Generaloberer Br. Michael Schmunk FMM

„Caritas Christi urget nos“

Die Liebe Christi drängt uns
(Wahlspruch unserer Ordensgemeinschaft)

Bruder Ignatius (Peter) Lötschert

Die Ordensgemeinschaft der Barmherzigen Brüder von Montabaur wurde im Jahr 1856 von Br. Ignatius (Peter) Lötschert gegründet. Der Wahlspruch der Gemeinschaft lautet: „Caritas Christi urget nos“ und bedeutet „Die Liebe Christi drängt uns“. Dieser hat bis zum heutigen Tag nichts von seiner Aktualität und Aussagekraft verloren.

Seit der Gründung der Ordensgemeinschaft steht im Vordergrund der religiösen Aktivitäten das vielfache Bemühen, dem Auftrag im Sinne des Evangeliums gerecht zu werden, der die Zuwendung zu den Menschen beinhaltet, die alt, hilfesuchend und bedürftig sind. Christlicher Glaube und professionelles Engagement gehören in unserem Haus untrennbar zusammen und lassen sich aus der biblischen Grundlage ableiten.

Unsere Ordens-Aktivitäten

170 Jahre Nächstenliebe: Die Barmherzigen Brüder feiern Jubiläum

Seit fast zwei Jahrhunderten prägt die Ordensgemeinschaft das soziale Gesicht von Montabaur und dem Westerwald. Was 1856 mit einer kleinen Gruppe begann, entwickelte sich zu einer weltweiten Erfolgsgeschichte der Caritas.

Montabaur. Es ist ein entscheidendes Ereignis, das die Kongregation der Barmherzigen Brüder in Montabaur in diesem Jahr mit Stolz und Dankbarkeit feiert: Vor 170 Jahren, am 29. Juni 1856, legte der Westerwälder Peter Lötschert – später bekannt als Bruder Ignatius – den Grundstein für eine Gemeinschaft, die bis heute für bedingungslose Hilfe steht. Unabhängig von Alter, Stand oder Konfession verschrieben sich die Brüder der Pflege von Menschen in Not. Dieses Jubiläum wird am 29. Juni mit einem feierlichen Festgottesdienst gewürdigt.

Vom Kaufmann zum Ordensgründer

Die Wurzeln der Gemeinschaft liegen im heutigen Höhr-Grenzhausen, wo Peter Lötschert 1820 als drittes von neun Kindern geboren wurde. Obwohl ihm der Weg zum Priesteramt wegen fehlender Gymnasialbildung verwehrt wurde, fand er seine Berufung in der Krankenpflege. Inspiriert durch die Vinzenz- und Piusvereine und fachlich ausgebildet bei den Alexianern in Aachen, begann er 1852 in Hillscheid Gleichgesinnte um sich zu scharen.

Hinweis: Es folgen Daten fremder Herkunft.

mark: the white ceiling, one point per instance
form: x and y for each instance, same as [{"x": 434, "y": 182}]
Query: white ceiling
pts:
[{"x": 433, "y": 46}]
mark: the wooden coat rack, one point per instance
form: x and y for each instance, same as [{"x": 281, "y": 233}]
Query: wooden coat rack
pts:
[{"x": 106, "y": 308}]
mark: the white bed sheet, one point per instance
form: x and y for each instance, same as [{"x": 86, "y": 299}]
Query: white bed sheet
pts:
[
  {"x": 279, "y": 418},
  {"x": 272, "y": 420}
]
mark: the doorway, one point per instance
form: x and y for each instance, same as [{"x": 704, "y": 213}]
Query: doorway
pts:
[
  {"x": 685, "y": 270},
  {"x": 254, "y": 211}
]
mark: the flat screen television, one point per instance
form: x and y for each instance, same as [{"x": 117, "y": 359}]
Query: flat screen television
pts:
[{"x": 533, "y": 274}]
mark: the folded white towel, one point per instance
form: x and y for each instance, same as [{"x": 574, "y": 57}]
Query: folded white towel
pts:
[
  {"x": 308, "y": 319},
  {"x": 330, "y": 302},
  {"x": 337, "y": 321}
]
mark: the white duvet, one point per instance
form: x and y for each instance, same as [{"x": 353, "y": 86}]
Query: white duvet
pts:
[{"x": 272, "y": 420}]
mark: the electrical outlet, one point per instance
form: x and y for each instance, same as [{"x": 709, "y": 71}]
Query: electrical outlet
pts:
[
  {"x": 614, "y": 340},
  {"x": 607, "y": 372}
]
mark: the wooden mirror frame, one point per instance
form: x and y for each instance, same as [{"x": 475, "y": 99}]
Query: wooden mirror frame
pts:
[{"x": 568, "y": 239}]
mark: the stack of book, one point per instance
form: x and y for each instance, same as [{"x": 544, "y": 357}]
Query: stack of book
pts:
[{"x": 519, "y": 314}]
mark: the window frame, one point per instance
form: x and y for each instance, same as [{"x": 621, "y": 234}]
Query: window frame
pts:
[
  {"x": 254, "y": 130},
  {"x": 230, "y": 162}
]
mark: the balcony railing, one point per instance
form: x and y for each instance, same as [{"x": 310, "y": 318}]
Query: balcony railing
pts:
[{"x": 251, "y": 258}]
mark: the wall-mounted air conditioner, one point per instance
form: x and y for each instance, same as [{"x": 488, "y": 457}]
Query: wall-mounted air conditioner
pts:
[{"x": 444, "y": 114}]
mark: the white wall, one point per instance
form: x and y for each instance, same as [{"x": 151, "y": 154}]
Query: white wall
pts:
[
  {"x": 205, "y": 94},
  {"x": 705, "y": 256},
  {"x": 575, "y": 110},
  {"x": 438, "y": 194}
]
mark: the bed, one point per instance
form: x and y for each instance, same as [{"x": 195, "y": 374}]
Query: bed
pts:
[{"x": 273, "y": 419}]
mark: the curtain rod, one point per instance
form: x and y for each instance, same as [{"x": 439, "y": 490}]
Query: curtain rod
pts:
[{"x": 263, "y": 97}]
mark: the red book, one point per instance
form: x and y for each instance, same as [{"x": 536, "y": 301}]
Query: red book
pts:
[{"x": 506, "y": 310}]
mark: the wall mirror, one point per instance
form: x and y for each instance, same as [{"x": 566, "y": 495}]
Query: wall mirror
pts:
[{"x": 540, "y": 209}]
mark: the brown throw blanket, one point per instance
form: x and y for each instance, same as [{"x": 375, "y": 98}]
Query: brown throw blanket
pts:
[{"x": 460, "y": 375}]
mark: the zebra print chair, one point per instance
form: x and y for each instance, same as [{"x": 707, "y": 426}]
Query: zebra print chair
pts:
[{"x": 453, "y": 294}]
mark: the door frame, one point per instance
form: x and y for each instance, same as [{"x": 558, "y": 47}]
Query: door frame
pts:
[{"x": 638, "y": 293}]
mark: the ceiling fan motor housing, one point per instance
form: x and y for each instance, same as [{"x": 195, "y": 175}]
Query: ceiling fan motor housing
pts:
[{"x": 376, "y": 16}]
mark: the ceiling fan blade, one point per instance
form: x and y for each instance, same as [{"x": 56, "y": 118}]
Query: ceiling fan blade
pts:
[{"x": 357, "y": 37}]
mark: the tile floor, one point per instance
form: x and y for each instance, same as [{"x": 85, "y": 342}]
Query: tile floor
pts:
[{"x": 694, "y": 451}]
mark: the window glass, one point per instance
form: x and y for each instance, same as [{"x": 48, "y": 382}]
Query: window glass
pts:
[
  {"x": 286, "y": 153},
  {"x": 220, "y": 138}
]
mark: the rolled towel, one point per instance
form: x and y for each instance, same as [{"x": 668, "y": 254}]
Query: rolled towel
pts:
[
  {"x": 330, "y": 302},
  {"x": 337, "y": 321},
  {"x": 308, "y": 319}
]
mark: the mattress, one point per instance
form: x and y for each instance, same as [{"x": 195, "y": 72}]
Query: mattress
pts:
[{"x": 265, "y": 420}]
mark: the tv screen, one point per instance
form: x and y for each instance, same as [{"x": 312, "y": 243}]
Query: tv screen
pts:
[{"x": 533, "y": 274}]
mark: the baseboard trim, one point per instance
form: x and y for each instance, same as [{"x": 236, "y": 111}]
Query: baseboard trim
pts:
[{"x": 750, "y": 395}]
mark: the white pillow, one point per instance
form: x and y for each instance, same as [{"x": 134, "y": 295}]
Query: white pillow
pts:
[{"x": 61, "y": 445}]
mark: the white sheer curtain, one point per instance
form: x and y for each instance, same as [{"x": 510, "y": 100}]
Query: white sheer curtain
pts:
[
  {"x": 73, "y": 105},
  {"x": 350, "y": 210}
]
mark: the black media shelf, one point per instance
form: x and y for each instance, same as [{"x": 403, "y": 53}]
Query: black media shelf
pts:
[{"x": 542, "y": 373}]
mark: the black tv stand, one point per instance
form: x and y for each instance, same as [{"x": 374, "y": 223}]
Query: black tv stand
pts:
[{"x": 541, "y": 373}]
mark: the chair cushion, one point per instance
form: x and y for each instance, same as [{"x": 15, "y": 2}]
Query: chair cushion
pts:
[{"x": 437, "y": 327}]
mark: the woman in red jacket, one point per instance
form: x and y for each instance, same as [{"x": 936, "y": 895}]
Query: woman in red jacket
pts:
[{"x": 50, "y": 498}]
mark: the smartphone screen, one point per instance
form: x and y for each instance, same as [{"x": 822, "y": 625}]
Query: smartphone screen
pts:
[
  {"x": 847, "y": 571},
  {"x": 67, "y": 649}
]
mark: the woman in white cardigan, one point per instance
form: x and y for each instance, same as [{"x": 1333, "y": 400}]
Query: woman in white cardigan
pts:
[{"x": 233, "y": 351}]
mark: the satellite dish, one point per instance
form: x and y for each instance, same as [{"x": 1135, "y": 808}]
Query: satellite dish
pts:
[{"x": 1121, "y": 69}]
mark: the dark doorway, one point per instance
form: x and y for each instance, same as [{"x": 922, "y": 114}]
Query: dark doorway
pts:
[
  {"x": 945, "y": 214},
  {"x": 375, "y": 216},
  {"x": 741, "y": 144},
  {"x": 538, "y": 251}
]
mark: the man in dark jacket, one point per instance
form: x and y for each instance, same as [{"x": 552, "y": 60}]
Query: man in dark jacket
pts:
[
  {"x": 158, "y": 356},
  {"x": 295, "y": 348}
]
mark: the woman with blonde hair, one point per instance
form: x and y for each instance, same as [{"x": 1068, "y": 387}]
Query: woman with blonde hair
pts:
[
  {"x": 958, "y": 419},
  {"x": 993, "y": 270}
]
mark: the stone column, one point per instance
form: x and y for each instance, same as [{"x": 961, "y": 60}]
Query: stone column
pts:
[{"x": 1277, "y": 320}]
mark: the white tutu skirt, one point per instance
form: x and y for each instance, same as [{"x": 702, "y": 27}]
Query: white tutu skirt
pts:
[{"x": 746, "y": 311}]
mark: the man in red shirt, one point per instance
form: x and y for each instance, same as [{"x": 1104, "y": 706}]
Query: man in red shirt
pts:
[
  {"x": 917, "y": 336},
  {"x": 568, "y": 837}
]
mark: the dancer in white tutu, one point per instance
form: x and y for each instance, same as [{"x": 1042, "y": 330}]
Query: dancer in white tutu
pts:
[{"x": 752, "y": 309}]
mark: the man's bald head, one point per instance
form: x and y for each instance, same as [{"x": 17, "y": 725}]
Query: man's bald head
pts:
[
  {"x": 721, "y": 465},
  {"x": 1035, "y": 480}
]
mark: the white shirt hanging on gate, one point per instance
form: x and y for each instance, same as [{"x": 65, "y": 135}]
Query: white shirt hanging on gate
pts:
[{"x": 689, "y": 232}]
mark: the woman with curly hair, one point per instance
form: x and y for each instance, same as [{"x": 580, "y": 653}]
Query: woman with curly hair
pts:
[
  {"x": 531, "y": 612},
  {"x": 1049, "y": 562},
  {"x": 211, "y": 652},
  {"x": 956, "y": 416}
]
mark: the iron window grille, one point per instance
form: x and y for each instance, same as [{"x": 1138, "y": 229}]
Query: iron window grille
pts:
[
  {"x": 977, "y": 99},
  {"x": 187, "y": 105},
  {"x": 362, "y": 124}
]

Ein entscheidender Rückhalt war dabei die Heilige Katharina Kaspar. In engem Austausch mit dem Limburger Bischof setzte sie sich für Lötscherts Vorhaben ein. Lötschert und die Heilige Katharina Kaspar kannten sich persönlich und schätzten ihr gegenseitiges Wirken sehr. Schließlich wurden Lötschert und drei Gefährten am 29. Juni 1856 in der Kapelle der Armen Dienstmägde in Dernbach eingekleidet. Ihr Leitspruch „Die Liebe Christi drängt uns“ (Caritas Christi urget nos) wurde zum Fundament ihres Wirkens. Aus Peter Lötschert wurde Bruder Ignatius.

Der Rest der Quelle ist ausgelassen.